Michel : Aucun écologiste, malthusien ou non, ne peut dénier la question des inégalités, la sobriété doit être partagée. Il ne faut pas avoir une pensée binaire, blanc ou noir. Agir contre la surpopulation humaine est tout à fait complémentaire de l’action économique. Le problème c’est qu’autant la maîtrise de la fécondité est un objectif difficile à atteindre, autant le partage de richesses est un paradigme revendiqué depuis Karl Marx et jamais résolu. Le système croissanciste a même accru les inégalités mondiales au lieu de les réduire.
Sylvain : En aucun cas EELV ne peut laisser entendre que le problème écologique viendrait des autres, que ce soit des pauvres, des étrangers ou je ne sais quel bouc-émissaire qui permettrait à un riche conservateur occidental qui refuse sa part de responsabilité de se croire exonéré de prendre part à l’effort collectif sous prétexte qu’il y aurait une autre solution, un autre problème, ailleurs.
Michel : Aucun écologiste digne de ce nom ne se réfugie derrière des boucs émissaires ; laissons ce type d’attitude à l’extrême droite (c’est la faute des immigrés) et à l’extrême gauche (c’est la faute des riches).

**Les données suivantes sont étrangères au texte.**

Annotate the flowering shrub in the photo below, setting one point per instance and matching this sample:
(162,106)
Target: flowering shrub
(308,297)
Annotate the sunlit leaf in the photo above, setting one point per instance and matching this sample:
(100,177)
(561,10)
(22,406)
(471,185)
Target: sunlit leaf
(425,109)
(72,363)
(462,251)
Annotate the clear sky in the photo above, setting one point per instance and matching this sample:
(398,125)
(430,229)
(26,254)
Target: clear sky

Devant l’extrême gravité des menaces qu’entraînent à la fois la surconsommation et la surpopulation, nous devons modifier profondément notre mode de vie quand on est un privilégié (sachant qu’un OS en France est privilégié par rapport à un pauvre des pays pauvres). Et comme l’exprimait le représentant de l’écologie politique René Dumont l(ors de la présidentielle 1974 ): « Si nous nous multiplions inconsidérément, le phosphore nécessaire à l’agriculture manquerait bientôt. Il faut réagir contre la surpopulation. En Inde surpeuplée certes, mais surtout chez les riches : 500 fois plus d’énergie consommée par tête à ne York que chez le paysan indien. Ce qui remet en cause toutes les formes d’encouragement à la natalité, chez nous en France. » Dumont à cette époque liait explicitement malthusianisme et lutte contre la pauvreté. A bientôt 10 milliards de personnes sur notre globe, c’est d’autant plus d’actualité. Un parti écologiste se devrait de dénoncer la politique nataliste du gouvernement français.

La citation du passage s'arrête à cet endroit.